Les groupes armés sont toujours très actifs dans le Centre et le Nord du pays

L'armée malienne a, quant à elle, donné une version différente des faits, en affirmant avoir apporté une réponse énergique et sans pitié aux exécutants des deux assauts tout en promettant de punir sévèrement les survivants et commanditaires après les opérations de ratissage. Les deux parties sont cependant d'accord sur l'utilisation, par les assaillants, d'obus de mortier et de lance-roquettes multiples pour en amplifier les dégâts, notamment contre le camp de Goudam retrocédé à l'armée malienne le 17 août dernier par la Mission de maintien de la paix des Nations unies au Mali. Quoi qu'il en soit, on a encore la preuve, par la terreur, que les groupes armés sont toujours très actifs dans le Centre et le Nord du pays, et que le défi sécuritaire reste entier bien que la ville de Kidal, considérée par Bamako comme le sanctuaire des fondamentalistes, ait été reprise par les forces armées maliennes il y a tout juste deux semaines.

L'euphorie suscitée par le retour triomphal des troupes gouvernementales dans le fief des indépendantistes touaregs, ne doit pas faire perdre de vue la recrudescence des attaques terroristes et/ou militantes des différents groupes armés qui sévissent dans les six régions du Centre et du Nord du pays. L'on a encore en mémoire les attaques d'envergure au cours de ces derniers mois contre les camps militaires d'Acharane dans la région de Tombouctou, de Bamba non loin de Gao, sans oublier la frappe meurtrière et lâche qui a visé le bateau de transport fluvial de passagers, qui naviguait sur le fleuve Niger, en septembre 2023.

La vigilance doit être toujours de mise du côté des forces armées maliennes

Quant à la situation dans la région de Kidal, il semble qu'elle n'est pas totalement stabilisée malgré le « repli tactique » des combattants touaregs du CSP, dont on ne connaît encore ni la destination, ni les intentions. Beaucoup d'observateurs redoutent d'ailleurs des lendemains difficiles pour les militaires maliens et les populations civiles vivant dans la zone, en raison des divergences idéologiques entre les Touaregs qui affichent une doctrine laïque, et d'autres qui sont les pendants islamistes de la communauté, sans oublier l'existence, dans cette partie du Mali, de deux principaux groupes sociaux antagoniques : les Imghads considérés comme des Touaregs libres mais vassaux de l'autre grand groupe constitué majoritairement des Ifoghas qui sont de la lignée des nobles et dont sont issus les rebelles indépendantistes aujourd'hui en déroute.

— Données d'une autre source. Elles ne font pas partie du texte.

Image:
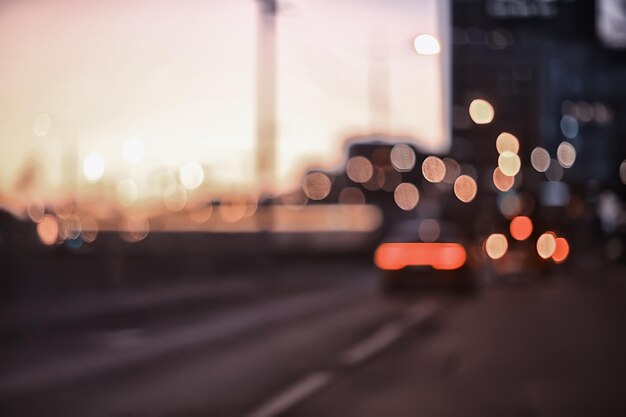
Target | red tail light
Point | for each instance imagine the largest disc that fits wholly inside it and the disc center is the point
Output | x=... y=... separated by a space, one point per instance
x=394 y=256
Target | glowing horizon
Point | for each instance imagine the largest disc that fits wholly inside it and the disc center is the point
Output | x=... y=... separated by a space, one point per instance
x=84 y=78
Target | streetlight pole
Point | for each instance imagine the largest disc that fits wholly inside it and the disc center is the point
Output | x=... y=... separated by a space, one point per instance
x=266 y=96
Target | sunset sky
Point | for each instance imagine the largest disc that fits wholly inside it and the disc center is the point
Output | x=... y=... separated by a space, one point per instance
x=87 y=76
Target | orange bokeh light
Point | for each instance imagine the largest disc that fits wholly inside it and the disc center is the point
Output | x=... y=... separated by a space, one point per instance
x=521 y=227
x=562 y=250
x=444 y=256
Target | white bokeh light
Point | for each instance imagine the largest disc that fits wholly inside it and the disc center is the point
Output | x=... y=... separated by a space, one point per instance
x=426 y=44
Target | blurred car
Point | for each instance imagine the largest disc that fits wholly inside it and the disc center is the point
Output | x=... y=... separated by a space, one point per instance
x=429 y=252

La récente nomination de la figure la plus connue des Imghads, le très loyaliste Général Ag Gamou comme gouverneur de Kidal, pourrait d'ailleurs raviver les tensions et accroitre les risques de déchirure sociale dans une région qui a toujours été le foyer incandescent de la révolte contre l'Etat central. Voilà une bombe à retardement que le gouvernement de la transition gagnerait à désamorcer au plus vite, en rapprochant les mouvements armés dessinés par des appartenances lignagères comme le CSP et le Gatia, et en rassurant les autres communautés qu'il n'y aura pas de chasse aux sorcières après le retour de l'Etat dans la région. C'est le défi le plus difficile à relever dans cette marche du Mali vers la paix. Car, sur le plan militaire, Assimi Goita et les siens ont mis les petits plats dans les grands pour détruire presque tous les quartiers généraux des insurgés, qu'ils soient islamistes ou indépendantistes.

Cette montée en puissance de l'armée malienne est visible sur le terrain, mais il ne faut surtout pas dormir sur ses lauriers ni vendre la peau de l'ours avant de l'avoir tué. Car, tant que le JNIM n'aura pas été décapité avec l'arrestation ou la neutralisation de Iyad Ag Ghali ou de Amadou Koufa, des actions spectaculaires et meurtrières comme celles perpétrées la semaine dernière à Niafunké et à Goundam, ne seront pas à exclure. En clair, le serpent qui a inoculé son venin au Mali est grièvement blessé, mais on ne devra déclarer ou annoncer sa mort que le jour où sa tête aura été coupée. On n'en est pas encore là, et la vigilance doit être toujours de mise du côté des forces armées maliennes.